There were "Smart Solutions" such as a wastewater system that filters water from the laundry, kitchen and shower and then reuses it for drip irrigation.

And in a report from HCN's Brae Canlen, with whom I work, Brae mentioned green-themed educational sessions as well as new products from Toto and GE. Toto's offerings included water-saving faucets and showerheads, including a motion-detecting faucet that used a turbine for energy, and needs no battery or connection to a power grid. GE's new Hybrid Electric Water Heater (pictured at the show above in a photo by Brae) uses half the energy of a standard heater by absorbing heat from the air and transferring it to water.

22 June 2009

Green flood of weatherization stimulus cash begins

News reports from all over say that federal stimulus funds for home weatherization are now really starting to flow to municipalities. Check out these articles from across the country:

Which begs the question: How are retailers taking advantage of this opportunity? Some are participating in teen job training programs. Some are just plain hiring. Some are selling more exterior doors. And some are stocking new products.

How about you? Comment here or e-mail me at malterio@lf.com.

19 June 2009

Energy on a hot solar roof

From Inhabitat, there's news of a new solar panel product built into roofing shingles.
Flexible rooftop solar panels - called building-integrated photovoltaics, or BIPVs - could replace today's boxy solar panels ... The flexible solar shingles would be less expensive to install than current panels and made to last 25 years.

18 June 2009

Web site offers green tax incentive info

Check out the Tax Incentives Assistance Project, a Web site put out by a partnership of non-profits. The top news item includes a link to informational fliers in PDF format -- the site urges businesses to put their own logos on the fliers and hand them out.

17 June 2009

A novel use for old beverage bottles

Catch A Mouse is a humane mouse trap that you use to catch rodents in a recycled drink bottle. Here's a video, complete with Benny-Hill-style soundtrack.

16 June 2009

12-step program for LEED success

Hi! My name is Michael, and I'm a LEED-aholic.

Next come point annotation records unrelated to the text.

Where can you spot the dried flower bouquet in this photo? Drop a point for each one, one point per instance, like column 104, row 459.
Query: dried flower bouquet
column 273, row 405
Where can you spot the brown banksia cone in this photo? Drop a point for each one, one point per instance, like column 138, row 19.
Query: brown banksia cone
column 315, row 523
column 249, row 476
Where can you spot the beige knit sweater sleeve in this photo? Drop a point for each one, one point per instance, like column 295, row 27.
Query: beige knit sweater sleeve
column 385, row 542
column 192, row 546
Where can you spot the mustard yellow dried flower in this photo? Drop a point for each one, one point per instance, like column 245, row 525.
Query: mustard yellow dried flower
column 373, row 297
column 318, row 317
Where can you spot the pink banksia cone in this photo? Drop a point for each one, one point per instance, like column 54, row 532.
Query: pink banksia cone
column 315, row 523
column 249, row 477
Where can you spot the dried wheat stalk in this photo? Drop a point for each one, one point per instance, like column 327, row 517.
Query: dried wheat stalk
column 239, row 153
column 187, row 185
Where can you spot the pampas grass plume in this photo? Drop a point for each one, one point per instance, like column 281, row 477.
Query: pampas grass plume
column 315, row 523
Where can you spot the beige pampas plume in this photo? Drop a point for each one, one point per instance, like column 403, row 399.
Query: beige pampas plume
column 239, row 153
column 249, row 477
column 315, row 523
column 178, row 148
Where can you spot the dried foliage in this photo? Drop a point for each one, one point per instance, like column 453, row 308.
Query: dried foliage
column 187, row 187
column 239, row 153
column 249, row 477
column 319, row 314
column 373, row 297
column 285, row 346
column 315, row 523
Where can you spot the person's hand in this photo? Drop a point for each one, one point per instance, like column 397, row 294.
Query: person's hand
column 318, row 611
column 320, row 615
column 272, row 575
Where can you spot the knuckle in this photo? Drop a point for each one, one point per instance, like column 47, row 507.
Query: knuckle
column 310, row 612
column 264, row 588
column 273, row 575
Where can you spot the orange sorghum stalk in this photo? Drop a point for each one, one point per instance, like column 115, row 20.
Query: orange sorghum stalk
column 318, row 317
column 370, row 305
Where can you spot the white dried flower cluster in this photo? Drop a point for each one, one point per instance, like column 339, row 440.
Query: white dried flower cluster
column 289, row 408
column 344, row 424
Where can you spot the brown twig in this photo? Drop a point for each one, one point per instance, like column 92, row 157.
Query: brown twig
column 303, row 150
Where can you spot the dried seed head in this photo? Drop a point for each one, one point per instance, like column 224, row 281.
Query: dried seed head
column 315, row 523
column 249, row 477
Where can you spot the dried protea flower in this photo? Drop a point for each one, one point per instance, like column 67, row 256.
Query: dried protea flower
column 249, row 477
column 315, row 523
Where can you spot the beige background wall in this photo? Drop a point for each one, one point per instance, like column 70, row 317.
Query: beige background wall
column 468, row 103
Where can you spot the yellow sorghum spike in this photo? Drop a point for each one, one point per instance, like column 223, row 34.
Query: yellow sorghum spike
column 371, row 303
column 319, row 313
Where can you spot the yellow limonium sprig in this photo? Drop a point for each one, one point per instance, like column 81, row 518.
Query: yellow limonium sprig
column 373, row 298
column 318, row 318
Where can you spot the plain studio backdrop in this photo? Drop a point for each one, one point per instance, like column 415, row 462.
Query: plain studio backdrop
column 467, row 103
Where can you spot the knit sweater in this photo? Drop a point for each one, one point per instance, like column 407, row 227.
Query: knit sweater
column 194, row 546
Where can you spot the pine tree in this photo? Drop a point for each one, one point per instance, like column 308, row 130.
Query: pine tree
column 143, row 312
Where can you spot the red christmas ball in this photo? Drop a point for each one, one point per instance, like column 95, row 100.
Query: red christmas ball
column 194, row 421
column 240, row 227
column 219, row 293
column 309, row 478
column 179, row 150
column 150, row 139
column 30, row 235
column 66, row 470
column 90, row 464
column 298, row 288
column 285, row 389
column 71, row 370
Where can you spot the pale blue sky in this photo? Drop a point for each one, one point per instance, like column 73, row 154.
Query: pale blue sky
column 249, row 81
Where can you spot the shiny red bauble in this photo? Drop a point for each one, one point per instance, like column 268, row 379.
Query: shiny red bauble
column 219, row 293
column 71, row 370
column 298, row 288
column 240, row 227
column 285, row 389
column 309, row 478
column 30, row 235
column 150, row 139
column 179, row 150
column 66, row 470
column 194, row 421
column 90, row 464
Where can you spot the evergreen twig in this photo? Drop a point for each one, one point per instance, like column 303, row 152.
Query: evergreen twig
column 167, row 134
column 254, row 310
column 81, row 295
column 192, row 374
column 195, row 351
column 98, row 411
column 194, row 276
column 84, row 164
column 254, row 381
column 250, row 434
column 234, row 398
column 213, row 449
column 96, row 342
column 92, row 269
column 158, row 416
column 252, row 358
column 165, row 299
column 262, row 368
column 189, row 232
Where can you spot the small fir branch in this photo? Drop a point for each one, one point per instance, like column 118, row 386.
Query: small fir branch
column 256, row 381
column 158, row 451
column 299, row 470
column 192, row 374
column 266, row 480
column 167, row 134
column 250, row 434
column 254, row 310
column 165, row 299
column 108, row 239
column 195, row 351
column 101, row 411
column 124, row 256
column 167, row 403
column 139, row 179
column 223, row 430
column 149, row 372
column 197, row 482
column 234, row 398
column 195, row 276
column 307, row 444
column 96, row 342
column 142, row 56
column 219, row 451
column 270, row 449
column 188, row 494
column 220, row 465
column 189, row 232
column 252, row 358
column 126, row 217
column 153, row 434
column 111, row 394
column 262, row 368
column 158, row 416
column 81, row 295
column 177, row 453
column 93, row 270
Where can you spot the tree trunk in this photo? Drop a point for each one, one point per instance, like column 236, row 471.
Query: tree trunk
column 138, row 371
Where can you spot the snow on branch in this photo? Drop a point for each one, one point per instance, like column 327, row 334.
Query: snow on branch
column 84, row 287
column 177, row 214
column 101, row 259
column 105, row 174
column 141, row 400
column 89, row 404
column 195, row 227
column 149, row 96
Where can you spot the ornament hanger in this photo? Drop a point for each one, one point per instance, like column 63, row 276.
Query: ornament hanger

If you are too, check out Environmental Building Strategies' blog series, "12 Steps to a Successful LEED Project." The first few steps include "Delegate or Hire a LEED Manager," "Evaluate compliance and strategies," and "Write down your Sustainability Goals." The series starts with this post.

15 June 2009


Royal Concrete Concepts, of West Palm Beach, Fla., has joined the U.S. Green Building Council, making it one of more than 15,000 affiliate-members. According to RCC,
RCC building products are designed and engineered to help project teams achieve LEED points, from both energy and environmental standpoints. In the educational sector, RCC's sustainable, economical and versatile method of construction can be applied to individual classrooms, additions or entire school complexes. The modular buildings are constructed at Royal Concrete's facilities and then assembled on site - complete with plumbing, wiring and interior design. Compared to traditional methods, fewer trucks are required to travel on site, site construction is minimized, safety is increased, and waste byproducts are reduced, saving time, money and the environment. The facilities are also energy-efficient and hurricane-resistant, making for more economical, safer learning environments.

But note that the choice of concrete as a greener option than other building materials is not at all certain.